Но посаженные ребята не хотели сидеть в каменной клетке, им было все равно, пусть хоть тут сам городской голова приходит. Разъяренные, с громадной силой все сразу ломились они в запертую дверь. Дверь гнулась и скрипела. Вбитые мастером барочные гвозди сдавали. Начальница и мастер ушли. Лампа-коптилка пугливо мигала.

От ударов дверь поддавалась. Выползали гвозди из сухого дерева косяка. Еще, еще удар — и все. Дверь треснула и распахнулась. Не удержали гвозди. Только на колючих концах их остались кусочки дерева. Из темного квадрата в каменной стене выскакивали ребята. Они были почти голые. Рубахи и брюки на них болтались клочьями, на лицах темнели подтеки крови. Когда все пять человек выскочили из карцера в коридор, они вызывающе начали выкрикивать прозвища начальницы и мастера:

— Эй, вы там! Цыганка! Косоглазый! А ну, выходите!

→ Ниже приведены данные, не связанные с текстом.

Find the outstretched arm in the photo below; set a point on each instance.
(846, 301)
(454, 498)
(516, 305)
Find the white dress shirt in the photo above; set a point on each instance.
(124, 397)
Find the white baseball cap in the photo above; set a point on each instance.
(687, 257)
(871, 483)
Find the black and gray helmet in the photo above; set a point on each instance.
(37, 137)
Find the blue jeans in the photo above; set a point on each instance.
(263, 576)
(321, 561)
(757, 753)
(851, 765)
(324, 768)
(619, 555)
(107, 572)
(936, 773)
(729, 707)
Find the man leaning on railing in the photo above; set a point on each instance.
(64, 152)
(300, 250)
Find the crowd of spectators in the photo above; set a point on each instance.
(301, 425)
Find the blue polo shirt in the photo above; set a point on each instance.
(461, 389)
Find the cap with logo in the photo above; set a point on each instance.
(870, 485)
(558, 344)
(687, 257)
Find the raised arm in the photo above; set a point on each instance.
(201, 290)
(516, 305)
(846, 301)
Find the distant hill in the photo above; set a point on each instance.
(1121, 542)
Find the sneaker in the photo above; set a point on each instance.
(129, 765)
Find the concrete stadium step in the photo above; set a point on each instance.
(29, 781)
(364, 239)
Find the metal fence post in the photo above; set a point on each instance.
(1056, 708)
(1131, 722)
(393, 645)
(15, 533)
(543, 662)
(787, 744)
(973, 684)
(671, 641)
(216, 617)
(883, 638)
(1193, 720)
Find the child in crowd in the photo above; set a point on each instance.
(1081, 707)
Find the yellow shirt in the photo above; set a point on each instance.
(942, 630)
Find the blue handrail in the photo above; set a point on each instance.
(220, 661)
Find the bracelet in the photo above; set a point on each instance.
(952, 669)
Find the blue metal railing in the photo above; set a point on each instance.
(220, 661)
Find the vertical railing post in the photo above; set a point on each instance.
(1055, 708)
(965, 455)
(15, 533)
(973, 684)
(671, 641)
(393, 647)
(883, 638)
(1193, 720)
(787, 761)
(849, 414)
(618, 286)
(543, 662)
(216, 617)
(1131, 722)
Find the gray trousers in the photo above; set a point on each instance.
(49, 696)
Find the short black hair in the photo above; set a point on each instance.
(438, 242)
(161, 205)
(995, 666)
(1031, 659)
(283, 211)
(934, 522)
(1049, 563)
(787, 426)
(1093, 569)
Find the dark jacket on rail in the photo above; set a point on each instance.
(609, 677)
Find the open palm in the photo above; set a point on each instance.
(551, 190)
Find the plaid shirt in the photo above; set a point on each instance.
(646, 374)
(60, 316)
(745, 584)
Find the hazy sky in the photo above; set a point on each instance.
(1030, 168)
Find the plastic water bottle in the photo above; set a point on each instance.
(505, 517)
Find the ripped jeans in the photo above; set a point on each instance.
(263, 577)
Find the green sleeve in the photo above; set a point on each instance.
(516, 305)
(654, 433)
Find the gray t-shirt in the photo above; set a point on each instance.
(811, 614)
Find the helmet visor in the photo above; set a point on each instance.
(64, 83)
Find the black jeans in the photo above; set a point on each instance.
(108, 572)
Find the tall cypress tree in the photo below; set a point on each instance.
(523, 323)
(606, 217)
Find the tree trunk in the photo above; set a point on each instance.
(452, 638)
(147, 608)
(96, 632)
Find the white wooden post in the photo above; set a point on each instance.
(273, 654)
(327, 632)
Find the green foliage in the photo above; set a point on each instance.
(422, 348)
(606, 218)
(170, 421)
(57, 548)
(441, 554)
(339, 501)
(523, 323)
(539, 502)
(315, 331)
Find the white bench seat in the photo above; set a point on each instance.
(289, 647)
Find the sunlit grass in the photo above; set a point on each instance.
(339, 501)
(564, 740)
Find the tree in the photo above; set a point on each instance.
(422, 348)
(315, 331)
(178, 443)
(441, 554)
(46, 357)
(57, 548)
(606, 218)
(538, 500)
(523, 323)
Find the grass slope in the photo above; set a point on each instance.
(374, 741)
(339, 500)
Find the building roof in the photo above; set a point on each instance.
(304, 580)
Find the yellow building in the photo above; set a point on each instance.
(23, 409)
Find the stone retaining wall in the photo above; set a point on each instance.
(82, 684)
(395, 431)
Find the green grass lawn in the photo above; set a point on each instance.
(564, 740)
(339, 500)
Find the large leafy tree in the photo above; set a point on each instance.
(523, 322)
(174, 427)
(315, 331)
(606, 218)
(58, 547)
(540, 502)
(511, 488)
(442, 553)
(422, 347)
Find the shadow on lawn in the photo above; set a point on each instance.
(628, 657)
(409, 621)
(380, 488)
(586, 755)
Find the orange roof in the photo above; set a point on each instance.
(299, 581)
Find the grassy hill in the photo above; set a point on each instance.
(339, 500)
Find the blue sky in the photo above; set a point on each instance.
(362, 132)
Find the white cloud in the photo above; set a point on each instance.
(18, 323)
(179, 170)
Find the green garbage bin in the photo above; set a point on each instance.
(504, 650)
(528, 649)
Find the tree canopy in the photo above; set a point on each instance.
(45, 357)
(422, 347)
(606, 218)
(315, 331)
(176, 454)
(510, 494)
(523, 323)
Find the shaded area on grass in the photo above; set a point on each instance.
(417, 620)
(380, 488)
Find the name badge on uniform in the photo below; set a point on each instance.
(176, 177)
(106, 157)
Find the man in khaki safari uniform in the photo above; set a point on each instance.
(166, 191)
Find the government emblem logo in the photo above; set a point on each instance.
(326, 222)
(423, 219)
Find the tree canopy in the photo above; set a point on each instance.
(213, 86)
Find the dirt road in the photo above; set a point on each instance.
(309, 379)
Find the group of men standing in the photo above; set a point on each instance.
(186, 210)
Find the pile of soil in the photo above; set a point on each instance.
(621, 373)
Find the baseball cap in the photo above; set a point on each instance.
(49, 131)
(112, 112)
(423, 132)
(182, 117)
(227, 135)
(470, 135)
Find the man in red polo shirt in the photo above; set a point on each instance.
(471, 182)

На них было страшно смотреть, они тяжело дышали, в глазах сверкали гнев и злоба.

Мы с Енькой вспоминали, как перепугались тогда все младшие ребята. Они решили, что сейчас эти пятеро начнут бить всех подряд вместе с начальницей и мастером.

Как-то незаметно зашла у нас с Енькой речь о том, кто кого любит в приюте. Оказалось, что мы оба любим приютскую собаку Тобика. Да и не только мы, все ребята в нем души не чаяли. Вот и сейчас, если бы Тобик узнал, что мы сидим в карцере, сел бы у двери и начал бы с нами по-своему разговаривать — тихонечко так повизгивать. Он всегда так делал, если замечал, что кто- то из ребят в карцере сидит.

Страшно в темноте сидеть молча. Вот мы с Енькой и говорим, говорим без конца. Но вот донесся глухой звон медного колокола. Звон быстро нарастает, приближается к нам. Вот он здесь, совсем рядом, за дверью. Я точно вижу темный медный приютский колокол — с гайкой, привязанной вместо языка. Это дежурный по столовой нарочно зазвонил у двери карцера, чтобы порадовать нас. Он знал, что к ужину всегда выпускают.

Вот слышно, как ребята бегут в столовую. Какой-то смельчак коротко стукнул в дверь, точно дотронулся до раскаленной плиты. Быстро пробежали ребята. Глухо донеслась знакомая молитва, и все смолкло.

— Ужинают, — тревожно прошептал Енька.

Я хотел снова завести какой-нибудь разговор и не мог ничего придумать. «Неужели не выпустят?» — не выходило из головы. Я прислушивался к малейшему шороху. Вдруг слышу, Енька почти про себя говорит:

— Идет, сейчас откроет.

— Нет, нет, тебе послышалось, — шепчу я в ответ.

В этой мертвой тишине, когда мы сидели, затаив дыхание, меня оставили последние крохи храбрости. Из каждого угла, со всех сторон снова поползла на меня Минькина нечисть. Наконец мы оба услышали знакомый шорох шагов начальницы. Как приятно лязгнула железная задвижка. Енька больно щипнул меня за ногу. Дверь скрипнула, в карцер ворвался свет. Я плотно зажмурил глаза: мне показалось, что весь коридор залит солнцем. На самом же деле коридорная коптилка так плохо светила, что на дощатом полу даже не видно было черных щелей.